As Adam Eaton rounded first base against the Mets on April 28, everyone who watched realized that he’d suffered a major injury that night. Sure enough, it was announced the next day that he’d torn his ACL and would be out for the season. With the Nationals in first place at the time, the Nats and their fans were devastated but knew that they had just as a potent an option in Trea Turner to ease the pain of losing Eaton.
Exactly 2 months later, the Nationals lost the second of their dynamic duo atop the lineup as Turner will be out approximately 8-10 weeks with a broken wrist suffered when he was hit there with a 96 mph fastball. To add insult to injury, the Nationals blew a late lead (AGAIN!) and lost the game to the Cubs in excruciating fashion. Even still in first place with a sizable lead, Nats fans felt nervous with the potential impact of losing Turner from their sizzling lineup combined with the continued bullpen struggles. That’s where Michael A. Taylor has come in and helped the Nats and their fans breathe a little easier.
Coming into the year, Taylor looked like the odd man out in the outfield with Jayson Werth and Bryce Harper flanking Adam Eaton in center. Chris Heisey was also back to provide power off the bench. Here at the beginning of July, Taylor and Harper are the only ones still standing more than halfway in. Given his continued struggles in extended opportunities in both 2015 and 2016, Taylor’s failures to make contact consistently had diminished his stature as the center fielder of the future (The reason the Nationals gave up a huge load of prospects to the White Sox for Eaton over the winter). His next extra-base hit will tie his career high established in 2015 and he’s already produced 1.3 Wins Above Replacement (WAR) after being a net negative over his last three years combined. All across the board, his numbers have dramatically taken a turn for the better as he’s gained more confidence with each passing day.
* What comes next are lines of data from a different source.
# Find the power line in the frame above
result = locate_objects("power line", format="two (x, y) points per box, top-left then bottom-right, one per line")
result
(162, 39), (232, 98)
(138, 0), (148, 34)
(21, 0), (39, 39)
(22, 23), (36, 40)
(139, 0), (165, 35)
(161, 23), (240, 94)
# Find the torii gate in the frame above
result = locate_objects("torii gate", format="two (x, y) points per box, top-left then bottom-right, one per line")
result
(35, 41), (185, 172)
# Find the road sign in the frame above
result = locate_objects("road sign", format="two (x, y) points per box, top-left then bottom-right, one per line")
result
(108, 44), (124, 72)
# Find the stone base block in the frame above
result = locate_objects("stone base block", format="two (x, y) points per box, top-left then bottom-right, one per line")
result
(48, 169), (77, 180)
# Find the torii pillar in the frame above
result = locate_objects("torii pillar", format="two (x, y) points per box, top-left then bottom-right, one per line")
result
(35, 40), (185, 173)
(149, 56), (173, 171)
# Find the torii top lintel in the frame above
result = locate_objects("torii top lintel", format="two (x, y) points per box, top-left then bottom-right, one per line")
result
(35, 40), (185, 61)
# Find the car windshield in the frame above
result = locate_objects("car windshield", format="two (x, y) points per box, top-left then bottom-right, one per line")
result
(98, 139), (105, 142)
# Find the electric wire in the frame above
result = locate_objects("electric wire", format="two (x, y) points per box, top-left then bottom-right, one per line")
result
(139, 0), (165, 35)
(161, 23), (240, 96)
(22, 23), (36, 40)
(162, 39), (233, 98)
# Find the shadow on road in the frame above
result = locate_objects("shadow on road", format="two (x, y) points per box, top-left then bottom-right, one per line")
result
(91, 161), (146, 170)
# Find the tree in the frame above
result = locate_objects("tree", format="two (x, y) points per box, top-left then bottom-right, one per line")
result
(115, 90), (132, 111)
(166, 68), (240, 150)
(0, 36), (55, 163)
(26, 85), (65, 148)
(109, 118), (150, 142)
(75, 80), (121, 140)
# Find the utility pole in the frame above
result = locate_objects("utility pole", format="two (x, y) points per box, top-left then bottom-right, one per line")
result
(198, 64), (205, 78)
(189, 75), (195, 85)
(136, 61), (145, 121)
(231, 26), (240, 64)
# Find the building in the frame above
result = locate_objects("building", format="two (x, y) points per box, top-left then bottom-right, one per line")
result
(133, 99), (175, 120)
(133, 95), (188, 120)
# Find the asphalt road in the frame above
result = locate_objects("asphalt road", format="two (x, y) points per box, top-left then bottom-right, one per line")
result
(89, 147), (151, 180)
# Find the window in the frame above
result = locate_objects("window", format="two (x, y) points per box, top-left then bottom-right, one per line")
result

While Dusty Baker has continued to shuffle his lineup in the absences of Eaton, Turner, and Werth, he’s begun to put more trust in Michael A. Taylor and has moved him up to either first or second in the lineup in each game since Turner went down with his injury. Taylor has responded by getting a hit each game and doing a good job of getting on base in front of the big boppers in Harper, Zim, and Murphy. The perfect example of the strides he’s taken this year came in the 8th inning against the Mets in game 1 of this week’s series. Facing former Nat Jerry Blevins, Taylor worked the count in his favor 2-0 and just missed a pitch, fouling it off. On the 2-1 pitch, Taylor connected and sent a soaring fly ball to right (the opposite way for the right-handed batter) that landed in the second row and gave the Nationals the late lead.
In the past, Taylor has tried many times to pull that pitch and rolled over to short for an inning-ending double play. This time around, he did what he’s done all year which is take that pitch to right. With his unquestionable power, he only needs to make consistent contact for that ball to go far, which it did. The formerly failed prospect has suddenly started to realize his potential and is a big reason why the Nationals have maintained their lead in the standings.
It will be up to Taylor to keep this up for the rest of the year and prove to himself and his ball club that he’s finally arrived.